Une étude menée sur plus de 500 femmes pendant 16 ans révèle que la colère s’intensifie pendant la périménopause… mais s’exprime différemment. Loin des clichés sur l’humeur des femmes « à fleur de peau », cette recherche met en lumière l’absence de reconnaissance de la santé émotionnelle des femmes à ce moment-clé de leur vie.
Pendant longtemps, on a associé la colère féminine à une perte de contrôle. Trop d’émotions, pas assez de distance, voire une instabilité hormonale invoquée à défaut de réelle compréhension. Cette lecture trouve ses racines dans une histoire bien plus ancienne : l’hystérie prétendument féminine, ce « diagnostic » fourre-tout qui a longtemps servi à discréditer la parole et les émotions des femmes, comme le rappelle la psychanalyste Isabelle Siac dans cet article à lire sur J’ai piscine avec Simone. Une étude récemment publiée dans la revue Menopause vient bousculer ces idées reçues. La colère ne disparaît pas avec l’âge. Elle évolue.

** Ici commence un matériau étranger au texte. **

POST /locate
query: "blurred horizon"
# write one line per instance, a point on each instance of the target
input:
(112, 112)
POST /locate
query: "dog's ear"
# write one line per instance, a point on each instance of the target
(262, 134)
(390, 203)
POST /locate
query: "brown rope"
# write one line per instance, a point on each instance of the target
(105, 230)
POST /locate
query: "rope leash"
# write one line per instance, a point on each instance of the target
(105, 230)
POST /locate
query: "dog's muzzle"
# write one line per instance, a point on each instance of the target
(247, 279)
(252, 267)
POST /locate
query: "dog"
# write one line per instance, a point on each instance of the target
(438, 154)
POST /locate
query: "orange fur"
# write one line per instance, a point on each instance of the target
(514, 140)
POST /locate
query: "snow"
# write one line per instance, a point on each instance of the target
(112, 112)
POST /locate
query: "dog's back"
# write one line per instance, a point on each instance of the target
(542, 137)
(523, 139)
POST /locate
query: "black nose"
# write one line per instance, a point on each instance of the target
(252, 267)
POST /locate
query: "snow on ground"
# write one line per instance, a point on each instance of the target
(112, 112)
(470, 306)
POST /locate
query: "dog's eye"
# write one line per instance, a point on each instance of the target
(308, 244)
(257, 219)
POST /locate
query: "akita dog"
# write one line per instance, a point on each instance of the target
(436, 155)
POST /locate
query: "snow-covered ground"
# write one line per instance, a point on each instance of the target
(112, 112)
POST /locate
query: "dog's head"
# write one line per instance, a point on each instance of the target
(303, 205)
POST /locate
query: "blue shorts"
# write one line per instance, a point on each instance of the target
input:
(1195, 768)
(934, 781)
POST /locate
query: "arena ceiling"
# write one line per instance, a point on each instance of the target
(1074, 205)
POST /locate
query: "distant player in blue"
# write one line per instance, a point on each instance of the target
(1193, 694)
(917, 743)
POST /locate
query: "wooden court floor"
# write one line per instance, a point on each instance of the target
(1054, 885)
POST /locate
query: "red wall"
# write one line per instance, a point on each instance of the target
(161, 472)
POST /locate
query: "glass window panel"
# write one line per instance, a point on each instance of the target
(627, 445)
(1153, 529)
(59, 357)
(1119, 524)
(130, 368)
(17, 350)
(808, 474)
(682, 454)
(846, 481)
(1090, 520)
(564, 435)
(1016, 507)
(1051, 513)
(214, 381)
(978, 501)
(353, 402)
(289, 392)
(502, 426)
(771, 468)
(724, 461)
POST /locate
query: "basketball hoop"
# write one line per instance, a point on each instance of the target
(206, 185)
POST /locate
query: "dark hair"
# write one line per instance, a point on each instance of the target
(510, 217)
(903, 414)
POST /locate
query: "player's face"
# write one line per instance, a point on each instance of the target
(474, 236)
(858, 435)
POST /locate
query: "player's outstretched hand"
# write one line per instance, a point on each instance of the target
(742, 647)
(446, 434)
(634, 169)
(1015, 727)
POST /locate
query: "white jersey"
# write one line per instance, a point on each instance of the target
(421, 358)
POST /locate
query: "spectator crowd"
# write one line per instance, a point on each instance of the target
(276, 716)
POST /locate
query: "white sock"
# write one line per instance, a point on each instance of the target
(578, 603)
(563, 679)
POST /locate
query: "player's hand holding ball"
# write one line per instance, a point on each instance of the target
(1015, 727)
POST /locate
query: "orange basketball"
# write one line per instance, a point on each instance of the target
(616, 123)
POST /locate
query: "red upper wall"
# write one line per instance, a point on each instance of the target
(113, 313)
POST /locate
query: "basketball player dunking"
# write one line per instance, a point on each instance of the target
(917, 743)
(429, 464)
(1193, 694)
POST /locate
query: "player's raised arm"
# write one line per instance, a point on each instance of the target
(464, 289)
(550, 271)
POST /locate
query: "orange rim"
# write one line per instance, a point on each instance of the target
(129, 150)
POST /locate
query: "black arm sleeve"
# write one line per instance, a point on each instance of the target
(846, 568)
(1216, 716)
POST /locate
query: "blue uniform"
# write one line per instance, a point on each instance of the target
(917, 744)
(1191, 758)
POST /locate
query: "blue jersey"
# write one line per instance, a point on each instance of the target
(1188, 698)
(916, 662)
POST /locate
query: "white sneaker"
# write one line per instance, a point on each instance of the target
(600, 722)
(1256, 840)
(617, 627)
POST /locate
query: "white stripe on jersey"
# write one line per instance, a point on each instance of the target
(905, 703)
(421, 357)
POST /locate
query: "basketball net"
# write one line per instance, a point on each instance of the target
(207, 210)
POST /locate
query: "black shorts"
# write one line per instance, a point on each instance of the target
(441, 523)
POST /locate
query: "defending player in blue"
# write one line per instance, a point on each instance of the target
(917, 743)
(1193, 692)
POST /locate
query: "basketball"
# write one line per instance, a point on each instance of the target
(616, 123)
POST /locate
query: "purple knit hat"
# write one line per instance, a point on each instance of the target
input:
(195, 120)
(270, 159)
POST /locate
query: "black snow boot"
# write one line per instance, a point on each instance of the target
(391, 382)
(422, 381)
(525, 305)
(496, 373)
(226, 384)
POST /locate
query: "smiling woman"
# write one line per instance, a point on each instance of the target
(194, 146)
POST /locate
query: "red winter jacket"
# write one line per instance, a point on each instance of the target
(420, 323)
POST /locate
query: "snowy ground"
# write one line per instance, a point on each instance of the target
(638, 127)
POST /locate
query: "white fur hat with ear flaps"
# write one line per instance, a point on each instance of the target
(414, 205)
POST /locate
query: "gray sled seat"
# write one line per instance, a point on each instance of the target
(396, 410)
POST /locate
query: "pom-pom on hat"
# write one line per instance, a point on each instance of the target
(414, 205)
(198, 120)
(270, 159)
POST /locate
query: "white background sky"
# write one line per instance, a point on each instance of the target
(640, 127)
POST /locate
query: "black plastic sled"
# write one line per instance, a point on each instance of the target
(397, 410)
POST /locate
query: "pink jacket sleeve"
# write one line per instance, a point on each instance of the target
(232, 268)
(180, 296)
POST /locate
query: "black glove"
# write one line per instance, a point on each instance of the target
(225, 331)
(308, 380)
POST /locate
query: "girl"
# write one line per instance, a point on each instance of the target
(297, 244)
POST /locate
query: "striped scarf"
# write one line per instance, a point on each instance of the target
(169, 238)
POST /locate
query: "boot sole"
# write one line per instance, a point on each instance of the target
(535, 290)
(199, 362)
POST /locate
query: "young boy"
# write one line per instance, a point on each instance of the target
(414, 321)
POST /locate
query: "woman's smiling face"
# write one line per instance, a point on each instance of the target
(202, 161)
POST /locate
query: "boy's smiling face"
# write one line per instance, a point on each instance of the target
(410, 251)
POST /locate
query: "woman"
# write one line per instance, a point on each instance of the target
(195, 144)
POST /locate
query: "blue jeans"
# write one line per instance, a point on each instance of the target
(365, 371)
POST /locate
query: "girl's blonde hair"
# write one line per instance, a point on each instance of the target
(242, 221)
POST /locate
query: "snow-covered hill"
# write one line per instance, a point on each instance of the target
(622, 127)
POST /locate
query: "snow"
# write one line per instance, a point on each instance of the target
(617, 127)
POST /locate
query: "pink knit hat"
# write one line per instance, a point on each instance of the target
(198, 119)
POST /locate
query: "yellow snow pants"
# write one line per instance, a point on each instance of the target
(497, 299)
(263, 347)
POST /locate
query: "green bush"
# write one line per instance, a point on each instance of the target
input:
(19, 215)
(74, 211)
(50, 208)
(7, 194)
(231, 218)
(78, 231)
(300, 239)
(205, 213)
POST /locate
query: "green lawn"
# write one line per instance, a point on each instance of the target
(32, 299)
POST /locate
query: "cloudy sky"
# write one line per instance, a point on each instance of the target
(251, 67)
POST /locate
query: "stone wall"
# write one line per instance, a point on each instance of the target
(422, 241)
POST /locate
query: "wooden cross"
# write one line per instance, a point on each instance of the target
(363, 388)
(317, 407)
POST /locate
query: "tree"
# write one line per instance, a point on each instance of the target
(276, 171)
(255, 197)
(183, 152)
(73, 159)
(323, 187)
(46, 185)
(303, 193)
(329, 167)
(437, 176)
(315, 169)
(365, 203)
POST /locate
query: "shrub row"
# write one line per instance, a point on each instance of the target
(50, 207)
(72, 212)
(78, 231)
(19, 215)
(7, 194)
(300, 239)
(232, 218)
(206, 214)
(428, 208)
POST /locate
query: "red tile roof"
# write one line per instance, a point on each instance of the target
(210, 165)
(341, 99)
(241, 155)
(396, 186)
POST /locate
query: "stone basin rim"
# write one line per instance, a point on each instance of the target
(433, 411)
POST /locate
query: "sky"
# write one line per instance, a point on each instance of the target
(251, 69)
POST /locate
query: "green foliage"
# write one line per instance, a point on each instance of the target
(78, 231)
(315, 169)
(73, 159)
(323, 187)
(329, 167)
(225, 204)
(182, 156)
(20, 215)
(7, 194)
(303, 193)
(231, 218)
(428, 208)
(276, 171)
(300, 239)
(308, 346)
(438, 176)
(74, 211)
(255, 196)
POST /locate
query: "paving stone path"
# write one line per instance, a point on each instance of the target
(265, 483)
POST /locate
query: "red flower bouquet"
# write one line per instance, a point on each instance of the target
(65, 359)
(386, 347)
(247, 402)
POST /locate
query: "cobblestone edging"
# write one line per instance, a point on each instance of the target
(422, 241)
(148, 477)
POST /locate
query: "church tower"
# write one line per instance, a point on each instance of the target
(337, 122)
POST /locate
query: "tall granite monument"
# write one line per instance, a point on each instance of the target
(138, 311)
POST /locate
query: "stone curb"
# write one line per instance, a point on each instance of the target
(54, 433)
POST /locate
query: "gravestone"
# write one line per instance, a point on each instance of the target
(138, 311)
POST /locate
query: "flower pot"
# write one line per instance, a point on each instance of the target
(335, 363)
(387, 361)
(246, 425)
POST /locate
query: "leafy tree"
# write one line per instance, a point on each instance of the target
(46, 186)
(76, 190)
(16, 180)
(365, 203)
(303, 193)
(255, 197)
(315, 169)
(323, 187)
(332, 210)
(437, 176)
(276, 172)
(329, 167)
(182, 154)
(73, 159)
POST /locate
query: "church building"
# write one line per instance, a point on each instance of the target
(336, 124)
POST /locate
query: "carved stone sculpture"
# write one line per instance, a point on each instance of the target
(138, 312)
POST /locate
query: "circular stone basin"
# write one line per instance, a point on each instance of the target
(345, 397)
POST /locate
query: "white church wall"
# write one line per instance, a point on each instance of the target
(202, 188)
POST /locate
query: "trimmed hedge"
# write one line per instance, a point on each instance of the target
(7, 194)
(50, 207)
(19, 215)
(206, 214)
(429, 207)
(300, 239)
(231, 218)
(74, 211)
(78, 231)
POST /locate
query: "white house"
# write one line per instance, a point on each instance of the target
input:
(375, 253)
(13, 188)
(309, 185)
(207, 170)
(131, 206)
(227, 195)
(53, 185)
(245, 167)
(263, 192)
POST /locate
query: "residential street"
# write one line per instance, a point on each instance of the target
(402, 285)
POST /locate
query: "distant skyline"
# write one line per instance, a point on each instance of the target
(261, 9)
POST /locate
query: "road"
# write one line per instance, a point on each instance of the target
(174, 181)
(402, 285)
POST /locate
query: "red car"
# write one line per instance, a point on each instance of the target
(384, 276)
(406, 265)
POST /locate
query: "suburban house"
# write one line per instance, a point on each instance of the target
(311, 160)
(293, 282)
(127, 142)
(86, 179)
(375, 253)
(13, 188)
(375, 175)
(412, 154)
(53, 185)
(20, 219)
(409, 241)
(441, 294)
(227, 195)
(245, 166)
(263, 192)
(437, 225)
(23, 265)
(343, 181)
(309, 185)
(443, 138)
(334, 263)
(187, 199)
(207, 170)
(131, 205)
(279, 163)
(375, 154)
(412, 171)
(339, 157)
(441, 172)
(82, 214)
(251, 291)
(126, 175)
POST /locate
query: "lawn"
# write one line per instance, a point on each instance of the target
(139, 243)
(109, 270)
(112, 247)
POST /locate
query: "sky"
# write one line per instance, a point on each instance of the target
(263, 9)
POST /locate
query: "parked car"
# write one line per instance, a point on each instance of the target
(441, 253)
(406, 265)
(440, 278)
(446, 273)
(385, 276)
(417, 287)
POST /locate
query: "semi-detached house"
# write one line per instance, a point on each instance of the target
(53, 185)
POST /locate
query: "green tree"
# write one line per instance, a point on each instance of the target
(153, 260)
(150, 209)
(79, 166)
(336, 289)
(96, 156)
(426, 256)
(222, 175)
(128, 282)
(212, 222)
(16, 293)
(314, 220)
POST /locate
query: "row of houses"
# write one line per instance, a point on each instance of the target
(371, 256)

L’étude s’appuie sur un suivi exceptionnel de 501 femmes âgées de 35 à 55 ans, engagées depuis les années 1990 dans la Seattle Midlife Women’s Health Study. Pendant plus de 16 ans, leurs niveaux de colère ont été mesurés grâce à des outils standardisés – notamment le STAXI -, un questionnaire reconnu qui évalue différents aspects de la colère : colère ressentie, exprimée, refoulée ou contrôlée.
Une colère plus présente, mais moins visible
Les résultats sont sans appel, certaines formes de colère augmentent avec l’âge. Les femmes interrogées rapportent plus souvent des épisodes de colère intérieure ou une tendance générale à la ressentir. Pourtant, cette intensité ne débouche pas sur davantage d’éclats ou de débordements. L’expression extérieure de la colère, l’hostilité, les réactions impulsives diminuent avec les années. En clair, les femmes vieillissent avec de la colère en elles, mais apprennent à la contenir, la moduler, la transformer. C’est l’un des apports majeurs de cette étude sur la colère à la ménopause, encore peu explorée dans la recherche médicale.
La périménopause est un moment charnière. C’est précisément dans cette phase de transition – entre les derniers cycles irréguliers et la fin complète des règles – que les niveaux de colère atteignent leur pic. Un moment souvent vécu dans le silence, sans attention médicale adaptée, et encore trop peu étudié dans sa composante émotionnelle. Après la ménopause, les indicateurs de colère baissent, comme si l’orage passait… Mais sans que ce bouleversement soit jamais pris en compte.
Colère et ménopause : un lien enfin documenté
L’étude met en évidence un angle mort persistant dans la prise en charge de la santé des femmes : la colère n’est ni reconnue, ni considérée à sa juste mesure. Documentée, mesurée, elle continue d’être disqualifiée, soit minimisée, soit médicalisée sans discernement. Ce qui devrait être interprété comme un signal révélateur de transformations hormonales, psychiques et sociales reste trop souvent relégué au rang de dérèglement émotionnel ou de fragilité personnelle.
Il est temps de changer de regard. La colère des femmes de 50 ans et plus n’est pas un symptôme d’instabilité, c’est le reflet d’un bouleversement profond, vécu dans un isolement médical et symbolique. Elle n’appelle pas une injonction au calme, mais une écoute active, une prise en charge plus globale de cette étape de vie.